Kentucky Senator Rand Paul is circulating a petition calling for the Federal Communications Commission (FCC) to scrap its proposed takeover of the Internet, a plan it will vote on Feb. 26.
"An unregulated Internet has been the single greatest catalyst in history for individual liberty and free markets on the planet. It has created the greatest revolution since Henry Ford invented the Model T,"
Paul said in a Monday email sponsored by the petitioning organization, Protect Internet Freedom.
"Let's get this straight — technology has progressed because it has been driven by a free and open Internet — not because of DC bureaucrats. This latest attempt to regulate the web threatens to interrupt that positive innovation, set the market back, and kill jobs."

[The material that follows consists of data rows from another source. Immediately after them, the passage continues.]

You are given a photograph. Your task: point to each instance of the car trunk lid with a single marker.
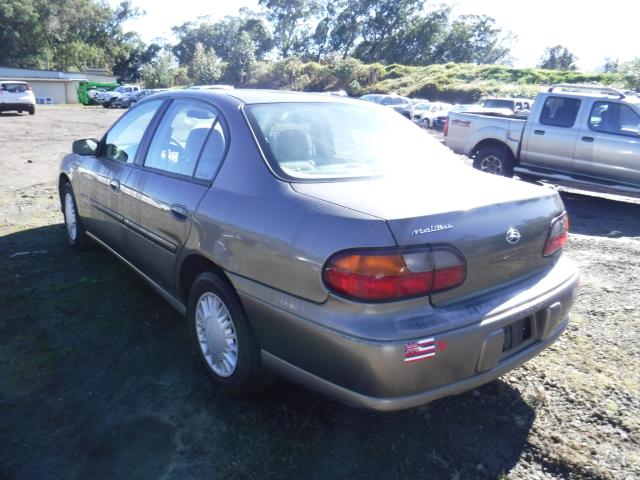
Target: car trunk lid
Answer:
(474, 215)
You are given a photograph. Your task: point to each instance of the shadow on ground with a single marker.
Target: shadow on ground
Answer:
(97, 381)
(602, 217)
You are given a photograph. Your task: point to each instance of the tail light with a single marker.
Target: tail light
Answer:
(558, 234)
(383, 275)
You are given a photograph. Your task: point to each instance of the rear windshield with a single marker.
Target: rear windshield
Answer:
(14, 87)
(321, 141)
(492, 103)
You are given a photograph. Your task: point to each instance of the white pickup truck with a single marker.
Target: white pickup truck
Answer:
(583, 136)
(108, 99)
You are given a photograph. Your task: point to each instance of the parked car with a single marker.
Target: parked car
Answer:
(402, 105)
(295, 237)
(129, 99)
(17, 96)
(426, 113)
(211, 87)
(584, 136)
(507, 106)
(108, 99)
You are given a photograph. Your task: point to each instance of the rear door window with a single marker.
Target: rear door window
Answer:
(14, 87)
(123, 140)
(560, 111)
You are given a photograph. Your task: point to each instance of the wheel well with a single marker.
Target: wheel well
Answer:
(61, 181)
(192, 266)
(493, 143)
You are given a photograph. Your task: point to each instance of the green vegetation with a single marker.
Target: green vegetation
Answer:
(360, 46)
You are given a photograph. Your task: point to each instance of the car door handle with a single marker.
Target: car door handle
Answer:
(179, 212)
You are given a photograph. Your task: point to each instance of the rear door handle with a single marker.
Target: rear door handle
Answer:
(179, 212)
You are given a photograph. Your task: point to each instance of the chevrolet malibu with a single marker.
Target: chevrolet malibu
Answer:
(330, 241)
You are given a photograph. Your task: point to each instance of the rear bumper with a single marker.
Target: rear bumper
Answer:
(462, 346)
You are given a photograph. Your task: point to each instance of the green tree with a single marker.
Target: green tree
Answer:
(205, 68)
(611, 65)
(63, 34)
(290, 20)
(161, 72)
(558, 58)
(242, 59)
(630, 74)
(473, 39)
(128, 68)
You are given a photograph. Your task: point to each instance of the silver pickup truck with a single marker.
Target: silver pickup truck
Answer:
(583, 136)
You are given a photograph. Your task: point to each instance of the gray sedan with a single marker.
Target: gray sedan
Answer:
(328, 240)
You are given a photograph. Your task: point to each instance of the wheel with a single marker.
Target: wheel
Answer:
(494, 159)
(76, 234)
(528, 178)
(222, 336)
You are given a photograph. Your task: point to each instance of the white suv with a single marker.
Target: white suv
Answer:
(18, 96)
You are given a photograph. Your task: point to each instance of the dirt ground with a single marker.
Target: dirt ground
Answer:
(96, 378)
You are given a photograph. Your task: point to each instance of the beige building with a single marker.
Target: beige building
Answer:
(50, 87)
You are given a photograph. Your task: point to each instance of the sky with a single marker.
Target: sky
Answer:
(588, 29)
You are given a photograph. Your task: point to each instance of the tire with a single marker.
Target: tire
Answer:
(231, 338)
(76, 234)
(494, 159)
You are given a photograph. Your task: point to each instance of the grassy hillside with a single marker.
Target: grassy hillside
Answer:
(459, 83)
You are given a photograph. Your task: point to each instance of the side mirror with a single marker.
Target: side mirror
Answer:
(87, 146)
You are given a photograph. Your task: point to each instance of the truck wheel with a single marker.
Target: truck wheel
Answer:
(494, 159)
(222, 336)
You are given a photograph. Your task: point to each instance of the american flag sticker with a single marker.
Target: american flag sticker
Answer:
(422, 349)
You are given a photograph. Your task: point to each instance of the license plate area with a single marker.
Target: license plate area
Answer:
(517, 336)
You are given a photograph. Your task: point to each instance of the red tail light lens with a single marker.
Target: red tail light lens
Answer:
(376, 275)
(558, 235)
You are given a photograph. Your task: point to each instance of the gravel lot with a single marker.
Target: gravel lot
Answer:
(97, 380)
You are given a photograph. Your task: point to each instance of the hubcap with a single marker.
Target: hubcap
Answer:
(70, 216)
(492, 164)
(216, 334)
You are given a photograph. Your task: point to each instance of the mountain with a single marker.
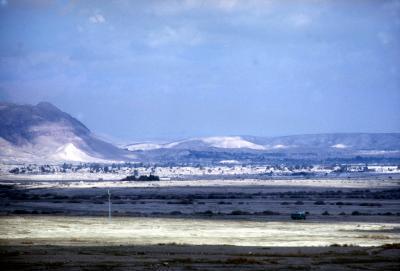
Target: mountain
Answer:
(344, 141)
(43, 133)
(250, 149)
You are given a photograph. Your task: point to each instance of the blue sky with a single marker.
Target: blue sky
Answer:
(138, 70)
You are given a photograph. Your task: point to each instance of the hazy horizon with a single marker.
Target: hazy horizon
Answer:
(169, 70)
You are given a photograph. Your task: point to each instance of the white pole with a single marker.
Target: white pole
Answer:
(109, 205)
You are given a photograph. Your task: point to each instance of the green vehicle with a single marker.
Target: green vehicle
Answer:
(298, 216)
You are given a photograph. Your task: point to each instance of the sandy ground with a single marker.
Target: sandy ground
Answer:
(161, 226)
(66, 230)
(175, 257)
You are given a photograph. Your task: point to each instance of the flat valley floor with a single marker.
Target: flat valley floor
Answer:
(200, 225)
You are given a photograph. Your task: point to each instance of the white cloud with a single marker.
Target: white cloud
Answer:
(300, 20)
(97, 18)
(169, 35)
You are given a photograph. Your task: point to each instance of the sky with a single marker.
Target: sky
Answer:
(165, 70)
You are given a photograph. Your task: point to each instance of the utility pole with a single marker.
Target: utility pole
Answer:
(109, 205)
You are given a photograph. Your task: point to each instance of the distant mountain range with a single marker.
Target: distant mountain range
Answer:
(43, 133)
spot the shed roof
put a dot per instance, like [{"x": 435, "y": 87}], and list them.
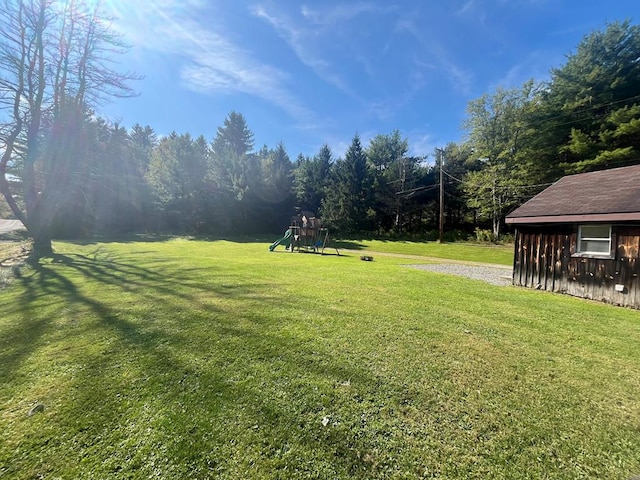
[{"x": 603, "y": 196}]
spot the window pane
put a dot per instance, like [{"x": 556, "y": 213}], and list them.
[
  {"x": 594, "y": 231},
  {"x": 596, "y": 246}
]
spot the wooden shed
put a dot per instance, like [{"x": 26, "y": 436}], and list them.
[{"x": 581, "y": 236}]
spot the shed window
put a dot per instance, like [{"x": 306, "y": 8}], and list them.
[{"x": 594, "y": 239}]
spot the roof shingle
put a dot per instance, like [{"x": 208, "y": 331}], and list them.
[{"x": 605, "y": 195}]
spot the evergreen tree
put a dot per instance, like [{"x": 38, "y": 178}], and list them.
[
  {"x": 346, "y": 205},
  {"x": 591, "y": 108},
  {"x": 312, "y": 177}
]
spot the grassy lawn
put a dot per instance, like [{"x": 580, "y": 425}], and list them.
[
  {"x": 484, "y": 253},
  {"x": 193, "y": 359}
]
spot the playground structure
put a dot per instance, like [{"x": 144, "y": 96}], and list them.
[{"x": 305, "y": 234}]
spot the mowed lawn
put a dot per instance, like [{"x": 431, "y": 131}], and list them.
[{"x": 217, "y": 359}]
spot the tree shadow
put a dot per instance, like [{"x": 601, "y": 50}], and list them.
[{"x": 176, "y": 366}]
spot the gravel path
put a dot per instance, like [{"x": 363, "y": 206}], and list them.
[{"x": 495, "y": 275}]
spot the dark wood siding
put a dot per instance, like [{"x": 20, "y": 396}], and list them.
[{"x": 545, "y": 259}]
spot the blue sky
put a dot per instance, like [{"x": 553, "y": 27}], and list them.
[{"x": 314, "y": 72}]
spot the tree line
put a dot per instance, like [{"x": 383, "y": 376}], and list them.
[{"x": 66, "y": 172}]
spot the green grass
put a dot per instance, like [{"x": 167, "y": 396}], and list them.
[
  {"x": 472, "y": 252},
  {"x": 192, "y": 359}
]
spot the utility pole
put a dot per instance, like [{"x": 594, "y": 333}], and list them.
[{"x": 441, "y": 219}]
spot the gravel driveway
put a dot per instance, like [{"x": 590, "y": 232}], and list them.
[{"x": 494, "y": 275}]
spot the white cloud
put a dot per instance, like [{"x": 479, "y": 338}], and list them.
[
  {"x": 438, "y": 58},
  {"x": 342, "y": 13},
  {"x": 301, "y": 40},
  {"x": 211, "y": 63}
]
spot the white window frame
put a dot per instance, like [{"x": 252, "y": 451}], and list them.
[{"x": 601, "y": 239}]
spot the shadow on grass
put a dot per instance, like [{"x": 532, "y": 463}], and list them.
[{"x": 191, "y": 373}]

Paul has long decried the FCC's attempts to impose so-called "net neutrality" by regulating the business of Internet service providers (ISPs) like Comcast and AT&T.
The Wall Street Journal reported Sunday that the FCC's previous attempt to create net neutrality was thwarted by a federal judge in 2010. If passed, the new plan will also be challenged in court by ISPs.
"A barrage of litigation which could well wind up in the Supreme Court is sure to follow," Peter Karanjia, a former deputy general counsel at the FCC, told The Journal.
In its previous attempt, the FCC's rulemaking relied on Congress' 1996 overhaul of the Communications Act of 1934, whereas the current plan relies on the agency’s Title II authority for its legal underpinnings.
The new plan would classify the Internet as a public utility like railroads or water, however FCC Chairman Tom Wheeler said he won't enact strict provisions like price controls.
"These attempts to regulate the Internet are a direct attack on the freedom of information and an innovative market. The government needs to stay out of the way," Paul wrote Monday in response.
"We have to stop this aggressive, invasive, and harmful regulation."